Geopolitical Tensions Weigh on Global Markets, Tech Optimism Fades, Nikkei Retreats After Topping 60,000

Deep News04-23 16:02

Persisting U.S.-Iran tensions are dampening market sentiment, leading to declines in global stocks and bonds. Continued disruptions in the Strait of Hormuz are pushing oil prices higher.

On April 23, U.S. stock indices trended lower, European markets opened collectively down, and most Asian indices closed with losses, although South Korea's KOSPI bucked the trend to close 0.9% higher. U.S. Treasury prices faced pressure, while the U.S. dollar was largely flat. Both Brent and WTI crude oil rose more than 1%, while spot gold fell 0.6% to around $4,710 per ounce.

With no substantial improvement in geopolitical risks, the previously buoyant sentiment that drove U.S. stocks higher is gradually fading. The U.S. President announced an extension of the ceasefire period on Tuesday, yet the prospects for a new round of U.S.-Iran negotiations remain uncertain. During the extended ceasefire, both sides have blockaded the Strait of Hormuz to gain leverage in talks. Tehran has indicated it has no immediate plans to engage in negotiations.

Despite the ceasefire extension and strong first-quarter corporate earnings, which pushed the S&P 500 and Nasdaq to record closes overnight, with a semiconductor index logging its sixteenth consecutive gain, profit-taking sentiment has emerged. This is driven by accumulated market gains and upcoming central bank meetings, leading to lower U.S. index futures.

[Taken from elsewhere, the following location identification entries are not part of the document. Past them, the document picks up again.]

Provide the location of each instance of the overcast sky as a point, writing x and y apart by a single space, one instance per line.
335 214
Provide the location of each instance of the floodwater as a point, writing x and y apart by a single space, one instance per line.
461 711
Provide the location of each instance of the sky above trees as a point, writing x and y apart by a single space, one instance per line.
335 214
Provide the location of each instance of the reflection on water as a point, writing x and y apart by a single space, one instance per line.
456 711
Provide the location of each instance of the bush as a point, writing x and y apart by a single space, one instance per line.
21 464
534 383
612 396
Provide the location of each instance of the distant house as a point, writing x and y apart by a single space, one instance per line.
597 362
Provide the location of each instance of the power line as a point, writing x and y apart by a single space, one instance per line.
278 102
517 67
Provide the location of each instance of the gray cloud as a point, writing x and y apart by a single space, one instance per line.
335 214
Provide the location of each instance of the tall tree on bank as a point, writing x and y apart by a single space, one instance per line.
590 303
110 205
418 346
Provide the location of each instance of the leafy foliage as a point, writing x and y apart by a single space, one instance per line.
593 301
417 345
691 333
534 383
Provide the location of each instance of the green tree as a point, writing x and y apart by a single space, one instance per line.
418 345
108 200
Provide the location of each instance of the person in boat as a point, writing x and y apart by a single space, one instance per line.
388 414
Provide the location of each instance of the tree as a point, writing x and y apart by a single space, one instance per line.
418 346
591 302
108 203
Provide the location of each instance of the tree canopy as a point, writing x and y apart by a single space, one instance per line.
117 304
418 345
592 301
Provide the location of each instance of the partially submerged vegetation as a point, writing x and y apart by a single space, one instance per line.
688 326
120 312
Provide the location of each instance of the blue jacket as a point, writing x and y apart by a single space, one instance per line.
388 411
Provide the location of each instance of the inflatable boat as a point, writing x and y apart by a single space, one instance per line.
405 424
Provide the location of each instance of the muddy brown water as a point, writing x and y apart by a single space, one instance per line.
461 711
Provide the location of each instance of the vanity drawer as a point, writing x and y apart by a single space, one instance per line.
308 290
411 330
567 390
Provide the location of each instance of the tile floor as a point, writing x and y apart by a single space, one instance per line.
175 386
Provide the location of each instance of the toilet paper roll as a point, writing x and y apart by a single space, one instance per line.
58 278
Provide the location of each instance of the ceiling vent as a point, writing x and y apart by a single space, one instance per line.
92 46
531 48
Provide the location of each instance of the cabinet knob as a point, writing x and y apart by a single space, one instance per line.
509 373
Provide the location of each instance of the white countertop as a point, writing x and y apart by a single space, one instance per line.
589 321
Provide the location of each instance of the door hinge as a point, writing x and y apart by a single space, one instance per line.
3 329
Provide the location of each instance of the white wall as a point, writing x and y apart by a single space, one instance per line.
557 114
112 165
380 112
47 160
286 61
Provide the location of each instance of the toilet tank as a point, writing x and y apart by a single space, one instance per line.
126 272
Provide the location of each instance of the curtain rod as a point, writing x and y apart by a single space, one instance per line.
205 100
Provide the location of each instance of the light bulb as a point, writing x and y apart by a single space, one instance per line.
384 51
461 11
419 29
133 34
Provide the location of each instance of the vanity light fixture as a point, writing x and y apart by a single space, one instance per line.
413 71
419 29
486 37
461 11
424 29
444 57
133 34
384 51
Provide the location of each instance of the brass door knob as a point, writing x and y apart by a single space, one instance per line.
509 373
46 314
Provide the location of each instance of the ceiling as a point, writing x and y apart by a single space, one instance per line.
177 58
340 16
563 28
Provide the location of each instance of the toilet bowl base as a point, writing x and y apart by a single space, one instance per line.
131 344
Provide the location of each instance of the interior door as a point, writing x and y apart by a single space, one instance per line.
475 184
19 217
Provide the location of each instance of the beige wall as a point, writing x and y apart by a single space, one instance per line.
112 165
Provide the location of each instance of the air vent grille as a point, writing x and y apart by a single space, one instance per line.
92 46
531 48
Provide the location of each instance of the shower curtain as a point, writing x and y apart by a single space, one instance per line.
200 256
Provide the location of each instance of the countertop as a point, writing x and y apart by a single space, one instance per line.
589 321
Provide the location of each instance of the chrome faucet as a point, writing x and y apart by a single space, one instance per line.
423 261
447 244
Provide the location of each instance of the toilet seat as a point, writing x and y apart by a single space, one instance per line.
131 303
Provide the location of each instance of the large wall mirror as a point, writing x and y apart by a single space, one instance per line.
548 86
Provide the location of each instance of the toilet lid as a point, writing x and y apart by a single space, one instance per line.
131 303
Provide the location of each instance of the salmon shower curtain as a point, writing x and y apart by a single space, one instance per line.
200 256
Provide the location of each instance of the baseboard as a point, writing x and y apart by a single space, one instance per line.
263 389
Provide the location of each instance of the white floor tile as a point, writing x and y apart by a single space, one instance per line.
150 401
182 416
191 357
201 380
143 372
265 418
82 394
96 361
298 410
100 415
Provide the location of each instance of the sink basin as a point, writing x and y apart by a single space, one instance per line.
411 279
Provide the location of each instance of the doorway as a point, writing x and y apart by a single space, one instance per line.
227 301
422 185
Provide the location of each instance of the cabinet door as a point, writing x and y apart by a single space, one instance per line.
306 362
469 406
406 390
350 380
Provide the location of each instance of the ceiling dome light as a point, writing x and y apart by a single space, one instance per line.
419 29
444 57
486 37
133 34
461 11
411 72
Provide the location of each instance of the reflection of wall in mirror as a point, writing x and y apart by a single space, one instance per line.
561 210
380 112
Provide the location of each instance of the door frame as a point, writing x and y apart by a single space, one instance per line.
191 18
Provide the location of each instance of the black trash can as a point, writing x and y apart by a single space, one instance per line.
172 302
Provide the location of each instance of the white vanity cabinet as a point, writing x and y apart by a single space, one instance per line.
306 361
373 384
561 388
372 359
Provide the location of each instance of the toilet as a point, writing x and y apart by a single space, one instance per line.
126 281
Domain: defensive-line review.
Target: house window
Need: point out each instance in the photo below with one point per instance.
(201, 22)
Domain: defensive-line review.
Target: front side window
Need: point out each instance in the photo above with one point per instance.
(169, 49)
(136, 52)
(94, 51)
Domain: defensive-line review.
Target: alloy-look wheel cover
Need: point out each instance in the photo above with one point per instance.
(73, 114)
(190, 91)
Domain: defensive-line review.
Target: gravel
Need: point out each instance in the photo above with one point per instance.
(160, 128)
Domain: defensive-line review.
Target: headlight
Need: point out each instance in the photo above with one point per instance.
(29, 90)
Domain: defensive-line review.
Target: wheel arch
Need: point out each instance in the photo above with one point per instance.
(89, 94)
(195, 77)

A Bloomberg analyst noted, "With the MSCI World Index up more than 8% this month and a series of key central bank meetings next week, investors have strong motivation to take profits. Additionally, traders remain cautious about the sudden super-cycle demand in artificial intelligence. Typically, when a theme becomes widely recognized, it is a good time to realize gains."

Key market movements are as follows:

Dow Jones futures fell 0.5%, S&P 500 futures declined 0.4%, and Nasdaq 100 futures dropped 0.3%. The Euro Stoxx 50 opened 0.5% lower, Germany's DAX index fell 0.7%, the UK's FTSE 100 declined 0.6%, and France's CAC 40 edged down 0.1%. Japan's Nikkei 225 closed down 0.7% at 59,140.23. The TOPIX index fell 0.8% to 3,716.38. South Korea's KOSPI rose 0.9% to 6,475.81. The yield on the 10-year U.S. Treasury note rose 2 basis points to 4.32%. The Bloomberg Dollar Spot Index was little changed. West Texas Intermediate crude rose 1.4% to $94.26 per barrel. Spot gold declined 0.6% to $4,713.42 per ounce.

Rising oil prices are pressuring U.S. stock futures. Despite the lack of positive geopolitical developments and the downward pressure on U.S. index futures, corporate earnings are providing some market support. Tesla reported better-than-expected first-quarter profits, Texas Instruments provided an optimistic outlook for the current quarter, and Boeing's stock rose significantly on robust delivery figures.

Oil prices advanced, with Brent crude gaining nearly 1.5% to $103.40 per barrel and WTI rising over 1.5%. A currency strategist at Commonwealth Bank of Australia in Sydney commented, "The market has maintained an optimistic view on this conflict, hoping for a swift resolution and a return to normal energy flows through the Strait. However, I believe the market will soon realize that the path to a lasting agreement remains long, and energy prices could rise further before eventually retreating."

Chip stocks led gains, with South Korean and Japanese markets hitting fresh record highs. SK Hynix reported first-quarter operating profit surged more than five-fold year-on-year, far exceeding analyst expectations. Boosted by this, SK Hynix closed 0.2% higher after rising more than 3% intraday, while Samsung Electronics saw its shares climb over 4% at one point.

SK Hynix's strong performance bolstered confidence in the Asia-Pacific tech sector. South Korea's KOSPI closed up 0.9% at 6,475.81, after extending gains to 2.1% intraday to set a new record high. This movement aligns with the strength in U.S. chip stocks, which have risen for 16 consecutive sessions, marking their longest-ever winning streak, with the Philadelphia Semiconductor Index also reaching a record high.

Data from Bloomberg Intelligence indicates that semiconductor industry revenue is projected to grow approximately 57% by 2026, double the growth rate of the overall tech sector and significantly higher than the S&P 500's expected growth rate of 9.3%.

A fund manager at Allspring Global Investments stated that the recent strength in Asia-Pacific tech stocks amid ongoing supply chain disruptions suggests investors are becoming more tolerant of short-term geopolitical risks. However, the potential for sustained outperformance relative to U.S. stocks may depend on capital expenditure signals from major tech firms in their upcoming earnings reports.

Japan's Nikkei 225, which had earlier surpassed the 60,000 mark for the first time in history, closed the day down 0.7% at 59,140.23. The TOPIX index closed 0.8% lower at 3,716.38.